The college will also receive about $1.8 million from the federal government, The Campus reported this week, as part of the Coronavirus Aid, Relief, and Economic Security (CARES) Act.

Ultimately, Provost thinks the college can balance the budget by FY22. The effort to balance the budget from a similar deficit took years the last time around, but that was because the college was spending past its means and not taking in enough revenue. This time, revenue, not expenses, is the problem.

Assuming the college can maintain its desired levels of enrollment, Provost said things should even out within the next 12–18 months.

“So when we return to normal, the revenue should go back, too,” he said.

The endowment

Throughout all of this, Provost says he does not plan on drawing more from Middlebury’s endowment than he would have pre-Covid-19. In recent years, the college has been pulling roughly 5.1–5.2% from the endowment — the industry standard for non-profits — and FY20 will be no exception.
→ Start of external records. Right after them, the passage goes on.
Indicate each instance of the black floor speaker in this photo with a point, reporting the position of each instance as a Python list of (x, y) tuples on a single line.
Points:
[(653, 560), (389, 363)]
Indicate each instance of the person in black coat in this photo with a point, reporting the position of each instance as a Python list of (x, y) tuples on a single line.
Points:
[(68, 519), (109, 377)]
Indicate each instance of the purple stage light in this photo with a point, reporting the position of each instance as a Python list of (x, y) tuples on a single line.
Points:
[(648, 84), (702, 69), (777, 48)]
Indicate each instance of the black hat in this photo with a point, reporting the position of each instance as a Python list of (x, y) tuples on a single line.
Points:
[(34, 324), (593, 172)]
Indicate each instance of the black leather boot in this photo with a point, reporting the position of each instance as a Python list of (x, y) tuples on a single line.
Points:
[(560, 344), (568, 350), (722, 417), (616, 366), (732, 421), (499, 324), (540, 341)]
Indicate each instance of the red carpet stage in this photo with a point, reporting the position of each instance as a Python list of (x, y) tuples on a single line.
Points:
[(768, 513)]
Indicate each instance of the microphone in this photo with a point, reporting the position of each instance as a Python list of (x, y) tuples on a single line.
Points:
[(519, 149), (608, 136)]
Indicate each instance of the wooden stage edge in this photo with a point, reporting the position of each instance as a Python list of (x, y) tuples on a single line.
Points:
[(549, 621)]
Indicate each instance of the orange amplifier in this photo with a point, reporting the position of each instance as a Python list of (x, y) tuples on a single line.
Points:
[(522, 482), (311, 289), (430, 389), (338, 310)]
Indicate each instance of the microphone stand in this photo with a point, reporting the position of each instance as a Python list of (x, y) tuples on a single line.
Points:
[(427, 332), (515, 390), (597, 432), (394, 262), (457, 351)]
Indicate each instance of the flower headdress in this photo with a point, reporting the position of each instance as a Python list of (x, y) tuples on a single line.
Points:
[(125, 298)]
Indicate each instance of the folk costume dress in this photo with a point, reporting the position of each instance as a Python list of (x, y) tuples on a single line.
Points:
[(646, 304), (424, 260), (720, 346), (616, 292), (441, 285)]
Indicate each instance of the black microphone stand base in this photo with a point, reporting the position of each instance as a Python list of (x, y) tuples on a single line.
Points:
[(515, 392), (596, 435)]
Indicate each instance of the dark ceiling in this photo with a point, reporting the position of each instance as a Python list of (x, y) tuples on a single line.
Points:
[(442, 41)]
That amounts to about $57,590,000 this year, taken out in four installments throughout the year.

Provost estimates those numbers will be about the same for FY21. The dollar value of that 5% will be determined by a period of time before December 2019, pre-coronavirus. Any decline related to Covid-19 in the markets, then, would not take effect until FY22.

As for the current state of the endowment, Provost said the numbers are not in the red zone. He said the college has stress-tested the endowment and estimated that if assets were down 30%, it would be in trouble. Currently, those assets are down about 10%. 

The college is awaiting the first quarter results of the endowment for the three months ending on March 31. Those results will be presented to the Board of Trustees next week.

Editors Bochu Ding and Benjy Renton contributed reporting.